无论哪种情况都需要得到结构体的指针才能进行下一步操作。而由于前文所言为了支持链式赋值，会在赋值完成后对lvalue进行load从而产生一个新的rvalue，无论llvm ir是否支持从结构体指针中load结构体，都无法获得其指针。

即使在构建lhs和rhs之前通过读取语法树，解决了stu1 = stu2的赋值问题，但是它既不能合并入现有代码，也不能很好地解决stu1 = stu2 = stu3的链式赋值的问题或者更加复杂的stu_arr[0] = stu_arr[1] = stu_arr[2]表达式——这种复杂表达式需要在构建后才能获得最准确的类型，因此需要一种新的、可以兼容当前代码的解决方案。

经过思考，我想到了一种适用于现状的解决方案：当前所有和结构体有关的有效操作实际上都不会使用结构体本身，而是使用其指针来间接操作结构体，这就意味着我们可以在load的过程中针对struct结构体的指针进行特殊操作：只修改其type_chain而不会进行实际的LLVMLoad操作。此时的type_chain和对应的LLVMValueRef之间出现了一个偏移——虽然type_chain标识的是结构体类型，但是LLVMValueRef实际存储的类型为指向此结构体类型的指针。

typed_value build_value_load(builder b, typed_value v) {
  // get lhs points type
  slist points_to_type_chain =
      build_type_get_points_to_type_chian(b, &v->type_chain);
  astn points_to_base_type = slist_peek_head(points_to_type_chain);
  LLVMTypeRef points_to_type =
      build_type_ctype_convert_to_llvm(b, points_to_base_type);
  LLVMValueRef load;
  if (points_to_base_type->type == ast_ctype &&
      g_is_struct_or_union_token(points_to_base_type->ctype.type)) {
    log_trace("Try to load struct or union type from pointer, return the "
              "struct pointer "
              "directly");
    load = v->v; // <- here
  } else {
    load = LLVMBuildLoad2(b->builder, points_to_type, v->v, "load");
  }
  return typed_value_new(load, points_to_type_chain);
}

这样就确保了struct的load操作可以完全兼容其他类型。
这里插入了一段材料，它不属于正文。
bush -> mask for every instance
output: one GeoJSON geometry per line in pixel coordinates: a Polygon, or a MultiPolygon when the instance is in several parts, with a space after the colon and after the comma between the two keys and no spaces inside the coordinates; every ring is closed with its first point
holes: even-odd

同时修改我们封装的load，检查到指针指向的类型为结构体时跳转到专门进行结构体赋值的函数

void build_value_store(builder b, typed_value v, typed_value ptr) {
  // get ptr points to type
  slist points_to_type_chain =
      build_type_get_points_to_type_chian(b, &ptr->type_chain);
  astn points_to_base_type = slist_peek_head(points_to_type_chain);
  // special case for struct or union
  if (points_to_base_type->type == ast_ctype &&
      g_is_struct_or_union_token(points_to_base_type->ctype.type)) {
    log_trace("Try to store struct or union type to pointer");
    return build_value_cpy_struct_union(b, ptr, v);
  }
  // cast rhs to ptr points to type
  v = build_type_convert_by_type_chain(b, v, points_to_type_chain);
  // normal: store rhs to where ptr points to
  LLVMBuildStore(b->builder, v->v, ptr->v);
}

此时，v的type_chain标识它是一个结构体，而实际上LLVMValueRef存储的是它的指针。从而可以确保经过load，变为rvalue后也能取得struct的指针：

// assert has been removed
void build_value_cpy_struct_union(builder b, typed_value lhs_ptr,
                                  typed_value rhs_struct) {
  astn rhs_base_type = slist_peek_head(&rhs_struct->type_chain);
  slist lhs_points_to_type_chain =
      build_type_get_points_to_type_chian(b, &lhs_ptr->type_chain);
  astn lhs_base_type = slist_peek_head(lhs_points_to_type_chain);

  LLVMTypeRef struct_or_union_type =
      build_declaration_struct_or_union(b, rhs_base_type);
  LLVMBuildMemCpy(b->builder, lhs_ptr->v, 1, rhs_struct->v, 1,
                  LLVMSizeOf(struct_or_union_type));
}

这样，我们就可以在不修改大量代码（赋值表达式，变量初始化等）的情况下直接添加结构体赋值的功能

struct和union的关系

前文描述的操作让结构体赋值操作集成进入原本只有基础类型的系统中。而struct又和union有什么关系呢？经过之前对clang生成的ir进行分析，我们知道了union的底层实现是单个成员的结构体，因此上文所描述的代码经过简单的修改后同样兼容了union的赋值操作。

union的获取成员操作（类型转换）

我们知道，union的获取成员相比于结构体的获取成员的内容的过程，更加类似于强制类型转换。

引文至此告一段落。